There's a freeness of conscience to No Malice's lyrics that's invigorating. His flow might be a little more parsimonious than when he rapped in tandem with Pusha as Clipse; the lines are often shorter, meant more as statements than flights of fancy. But he pulls no punches with his sentiments. His relationship with his brother is dealt with openly. "Pusha, I'm the first to admit I wanna see you win/ But when we die I wanna know I'm-a see you again," he says at one point, while on the Clipse reunion of sorts, the S1-produced "Shame the Devil," the duo go back and forth with themes of mortality swaddled in religious references. (The Clipse's grandmother, who has been a theme of songs in the past, is also referenced.) The reflective Chad Hugo-crafted "No Time," which closes out the album, has No Malice lamenting, "The things that I once loved/ I now find myself ashamed of/ In the game we done came up/ But we ain't all have the same luck/ Some of us heard the gavel slam/ With all that snow came an avalanche/ Did we ever really stand a chance?/ Well know it's out of our hands/ Mercy."

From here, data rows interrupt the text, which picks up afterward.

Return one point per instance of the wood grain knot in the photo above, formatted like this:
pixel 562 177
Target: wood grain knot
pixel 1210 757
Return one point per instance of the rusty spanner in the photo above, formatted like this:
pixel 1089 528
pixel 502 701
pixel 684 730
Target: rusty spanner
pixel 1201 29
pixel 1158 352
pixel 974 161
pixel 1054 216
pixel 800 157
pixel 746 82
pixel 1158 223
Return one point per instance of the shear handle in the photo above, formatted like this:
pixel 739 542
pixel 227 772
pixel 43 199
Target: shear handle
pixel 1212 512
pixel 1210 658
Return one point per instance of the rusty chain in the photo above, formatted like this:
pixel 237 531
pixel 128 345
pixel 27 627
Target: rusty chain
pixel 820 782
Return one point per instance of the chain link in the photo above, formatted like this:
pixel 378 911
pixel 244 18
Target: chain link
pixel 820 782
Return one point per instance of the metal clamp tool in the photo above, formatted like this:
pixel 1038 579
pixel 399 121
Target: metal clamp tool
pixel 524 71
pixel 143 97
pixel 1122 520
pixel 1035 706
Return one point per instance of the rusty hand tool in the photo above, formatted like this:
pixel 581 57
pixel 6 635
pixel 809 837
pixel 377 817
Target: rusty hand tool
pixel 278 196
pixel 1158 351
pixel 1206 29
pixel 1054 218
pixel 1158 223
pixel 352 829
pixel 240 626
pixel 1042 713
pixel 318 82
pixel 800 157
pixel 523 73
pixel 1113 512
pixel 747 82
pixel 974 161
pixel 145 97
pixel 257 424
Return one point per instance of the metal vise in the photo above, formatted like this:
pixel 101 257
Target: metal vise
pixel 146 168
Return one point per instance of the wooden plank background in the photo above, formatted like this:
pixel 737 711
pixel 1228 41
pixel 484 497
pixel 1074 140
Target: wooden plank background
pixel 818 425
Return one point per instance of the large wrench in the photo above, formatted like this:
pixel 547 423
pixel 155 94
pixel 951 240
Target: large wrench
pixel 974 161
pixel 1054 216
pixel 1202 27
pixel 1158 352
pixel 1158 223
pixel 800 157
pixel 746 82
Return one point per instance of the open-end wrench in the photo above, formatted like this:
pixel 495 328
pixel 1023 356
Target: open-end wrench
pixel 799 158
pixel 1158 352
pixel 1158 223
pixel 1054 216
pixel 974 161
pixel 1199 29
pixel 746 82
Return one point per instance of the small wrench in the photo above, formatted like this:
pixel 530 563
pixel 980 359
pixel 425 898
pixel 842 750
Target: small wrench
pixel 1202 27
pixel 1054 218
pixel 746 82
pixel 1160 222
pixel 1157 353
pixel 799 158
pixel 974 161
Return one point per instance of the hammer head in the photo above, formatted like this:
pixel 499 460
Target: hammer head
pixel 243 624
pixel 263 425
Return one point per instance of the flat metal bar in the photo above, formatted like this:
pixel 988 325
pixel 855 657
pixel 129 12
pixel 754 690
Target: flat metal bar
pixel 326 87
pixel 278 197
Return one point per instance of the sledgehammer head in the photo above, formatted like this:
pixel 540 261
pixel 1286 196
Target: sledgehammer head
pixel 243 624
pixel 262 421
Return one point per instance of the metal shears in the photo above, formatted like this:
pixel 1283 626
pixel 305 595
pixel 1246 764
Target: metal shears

Despite the way No Malice's solo career has been commonly presented through a singular lens of religion, truthfully Hear Ye Him isn't that different to the music he's made before. It's not a full-on sermon and much of it will sound like familiar territory for anyone who ever appreciated a Clipse album for the astoundingly broad bodies of work they are. Hear Ye Him is in the lineage of closing Clipse album cuts like "I'm Not You" and "Nightmares" -- or even Pusha's mixtape confessionals "Alone In Vegas" and "I Am Forgiven." No Malice is just a little more blunt and resolute in expressing his opinion. The album also brings to mind the strong rap voices of another era when rappers seemed freer to talk critically about the behavior of their peers; it's telling that No Malice weaves in references to KRS-One and X-Clan's Brother J, not the latest M.M.G. urchin. (The stripped-down and fiery "Blasphemy" sounds like nothing more than an Edutainment-era Boogie Down Productions song.)

Maybe it's a quirk of timing, but that image of the kid with the Play Cloths face tattoo has usurped the official blood-stained cover of Hear Ye Him in my head. No one knows the kid's motivation for branding his face but it resonates like a horrid reminder of the superficial nature of the industry that surrounds rap music. Even your favorite artists are quick to perpetuate the fraud. On "Different," No Malice takes a stand: "Louis this/ Gucci that/ Shut up, you sound dumb/ I know where I'm from/ I'm chief sinner/ I'm no better -- just got a different agenda." That might be considered self-righteous preaching these days, or it might be appreciated as a hard truth, but however you take it, No Malice is relaying a message that's worth hearing.